My main research interests are in the areas of computer networks and security with emphasis on:
Applying static analysis for Android security vetting: The focus is on detecting security issues on Android application. A large portion of those issues can be resolved by addressing one core problem – capturing semantic behaviors of the app such as object points-to and control-/data-flow information. Thus, we designed an approach to conducting static analysis for vetting Android apps, and built a generic framework, called Amandroid, which does inter-component, flow-/context-sensitive data flow analysis. Based on Amandroid, we applied certain security applications on popular Android apps, and the results shows that the tool is capable of finding real security issues and efficient enough in terms of analysis time. Our research paper is accepted by CCS 2014. The Amandroid tool has been downloaded over 10,000 times as of Sep 2017 and become foundation of many research projects (cited over 180 times as of Sep 2017).
Android static analysis tool chain building: Based upon Amandroid work to design a comprehensive Android application analysis tool chain. Then, apply it into domains like: vulnerability finding, malware detection, etc. The current open source tools including: Argus-SAF (Amandroid is a submodule), Argus-CIT (code inspection IDE plugin for eclipse and intellij), jawa-compiler, jawa2java. For detailed information, please visit my project cite: PAG.
Android malware categorization and landscape study: By utilizing the tool chains I built during last couple years, I perform a large-scale landscape study to revealing the new threats and evolving trends of Android malware. This work presents a detailed picture of current malware behaviors and their evolving trend, which provides the Android malware research community a better ground truth dataset, a.k.a. Android Malware Dataset (AMD), for evaluating their approach.
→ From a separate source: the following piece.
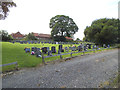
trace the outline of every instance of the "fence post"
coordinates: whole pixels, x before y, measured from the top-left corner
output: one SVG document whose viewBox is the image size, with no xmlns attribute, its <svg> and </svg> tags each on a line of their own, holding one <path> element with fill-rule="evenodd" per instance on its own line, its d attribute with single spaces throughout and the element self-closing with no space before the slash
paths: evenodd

AMD have been shared with 50 research institute world-wide.
University of South Florida, Tampa, FL, USA
Ph.D. student in Computer Science, August 2015 – Present
Kansas State University, Manhattan, KS, USA
Ph.D. student in Computer Science, August 2012 - August 2015
People’s Public Security University, Beijing, China
B.S. in Computer Science, September 2008 - June 2012
JD.com American Technologies Corporation, Santa Clara, CA
Research & Development Intern, Sep 2017 - Nov 2017
Supervisor: Yueh-Hsun Lin, Manager: Jimmy Su
I am doing code review for JD’s web framework and applications to identify vulnerabilities. I am also doing hybrid code analysis research to provide automation solutions for java vulnerability finding.
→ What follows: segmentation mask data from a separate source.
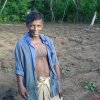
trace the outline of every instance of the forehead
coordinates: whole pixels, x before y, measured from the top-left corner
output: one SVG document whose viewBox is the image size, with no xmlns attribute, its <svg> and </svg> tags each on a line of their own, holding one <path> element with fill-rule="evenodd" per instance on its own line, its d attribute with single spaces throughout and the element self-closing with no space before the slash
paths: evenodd
<svg viewBox="0 0 100 100">
<path fill-rule="evenodd" d="M 43 24 L 43 20 L 41 20 L 41 19 L 40 20 L 34 20 L 33 22 L 30 23 L 30 25 L 34 25 L 34 24 L 42 25 Z"/>
</svg>

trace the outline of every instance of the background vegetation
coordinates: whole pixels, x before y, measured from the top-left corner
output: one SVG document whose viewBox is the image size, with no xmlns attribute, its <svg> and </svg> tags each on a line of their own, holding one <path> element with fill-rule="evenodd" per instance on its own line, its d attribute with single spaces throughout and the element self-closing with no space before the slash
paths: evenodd
<svg viewBox="0 0 100 100">
<path fill-rule="evenodd" d="M 0 10 L 5 0 L 0 1 Z M 100 0 L 7 0 L 0 13 L 0 23 L 20 23 L 25 15 L 38 10 L 45 16 L 45 21 L 91 22 L 97 11 L 96 22 L 100 22 Z"/>
</svg>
SIG, Synopsys Inc, San Francisco, CA
Research & Development Intern, May 2017 - August 2017
Supervisor: Aaron Hurst, Manager: Timothy Alper
I am working in the Software Integrity Group (SIG) R&D team to design WEB/Android/IOS security checkers for Coverity static analysis tool.
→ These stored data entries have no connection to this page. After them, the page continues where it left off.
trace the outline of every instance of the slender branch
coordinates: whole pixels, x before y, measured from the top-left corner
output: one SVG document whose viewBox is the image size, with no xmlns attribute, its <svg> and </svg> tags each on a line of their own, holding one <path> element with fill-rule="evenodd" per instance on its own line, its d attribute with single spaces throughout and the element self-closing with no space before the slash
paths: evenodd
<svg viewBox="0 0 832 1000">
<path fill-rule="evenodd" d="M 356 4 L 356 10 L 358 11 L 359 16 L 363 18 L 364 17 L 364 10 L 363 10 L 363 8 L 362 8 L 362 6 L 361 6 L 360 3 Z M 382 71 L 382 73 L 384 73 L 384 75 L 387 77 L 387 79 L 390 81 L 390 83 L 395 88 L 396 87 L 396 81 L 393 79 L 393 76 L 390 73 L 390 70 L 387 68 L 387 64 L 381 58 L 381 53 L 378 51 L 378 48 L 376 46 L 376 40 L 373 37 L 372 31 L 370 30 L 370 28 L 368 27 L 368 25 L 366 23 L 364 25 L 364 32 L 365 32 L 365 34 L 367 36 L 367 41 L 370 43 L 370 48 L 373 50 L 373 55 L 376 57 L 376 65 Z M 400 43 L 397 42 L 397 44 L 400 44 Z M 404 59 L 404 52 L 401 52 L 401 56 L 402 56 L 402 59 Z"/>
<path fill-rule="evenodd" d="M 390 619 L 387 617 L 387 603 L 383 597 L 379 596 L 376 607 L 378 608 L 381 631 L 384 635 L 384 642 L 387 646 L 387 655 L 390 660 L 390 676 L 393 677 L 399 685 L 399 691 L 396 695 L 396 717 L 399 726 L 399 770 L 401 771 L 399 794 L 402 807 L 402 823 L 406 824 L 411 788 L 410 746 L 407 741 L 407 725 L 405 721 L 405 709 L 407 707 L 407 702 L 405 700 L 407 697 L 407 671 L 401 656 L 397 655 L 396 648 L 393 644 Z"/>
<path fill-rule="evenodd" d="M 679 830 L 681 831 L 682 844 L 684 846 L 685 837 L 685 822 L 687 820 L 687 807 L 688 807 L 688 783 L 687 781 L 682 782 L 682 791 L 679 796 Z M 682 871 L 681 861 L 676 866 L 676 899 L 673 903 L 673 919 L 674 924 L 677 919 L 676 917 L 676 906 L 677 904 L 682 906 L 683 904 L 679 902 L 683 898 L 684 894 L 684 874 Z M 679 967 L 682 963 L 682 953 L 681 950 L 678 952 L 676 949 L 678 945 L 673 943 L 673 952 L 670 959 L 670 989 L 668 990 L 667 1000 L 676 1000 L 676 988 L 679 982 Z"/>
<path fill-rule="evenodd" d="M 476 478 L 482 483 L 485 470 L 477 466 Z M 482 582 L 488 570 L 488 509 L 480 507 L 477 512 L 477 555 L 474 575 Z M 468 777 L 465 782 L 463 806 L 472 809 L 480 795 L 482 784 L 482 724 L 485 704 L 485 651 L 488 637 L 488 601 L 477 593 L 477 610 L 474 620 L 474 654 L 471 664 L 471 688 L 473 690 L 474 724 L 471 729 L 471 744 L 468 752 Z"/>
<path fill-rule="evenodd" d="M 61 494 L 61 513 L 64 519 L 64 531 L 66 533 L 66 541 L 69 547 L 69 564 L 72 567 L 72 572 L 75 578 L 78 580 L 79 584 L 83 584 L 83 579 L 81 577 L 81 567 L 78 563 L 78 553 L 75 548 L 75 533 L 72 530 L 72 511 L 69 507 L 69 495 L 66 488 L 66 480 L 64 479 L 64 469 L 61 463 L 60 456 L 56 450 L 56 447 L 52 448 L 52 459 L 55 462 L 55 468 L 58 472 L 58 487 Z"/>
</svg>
B2B Lab, Samsung Research America, Mountain View, CA
Research & Development Intern, January 2015 - July 2015
Supervisor: Wu Zhou, Manager: Michael Grace
Our team is responsible of providing security solutions for Samsung’s internal products. My work includes:
- Perform static analysis and manual analysis for Samsung KNOX Trust-zone applications, and Samsung Pay backend framework codes.
- Designed an integrated android application reverse engineering and code analysis tool called Argus-CIT (Argus Code Inspect Tool), and implemented as a plugin for IntelliJ.
China Academy of Launch Vehicle Technology, Beijing, China
Research Intern, June 2011 – August 2011
Supervisor: Shuliang Ren
Central Control with MES System Integration Development.
- Participated in the control system interface development of external system which including the enterprise service bus (ESB), Web service and XML.
- The Honor Society of Phi Kappa Phi (ΦΚΦ)
- The cover image is Huang Guo Shu Waterfall (also known as Yellow Fruit Tree Waterfall) near my hometown. It is the world third largest waterfall located on the Baishui (white water) River in Anshun, Guizhou province, China.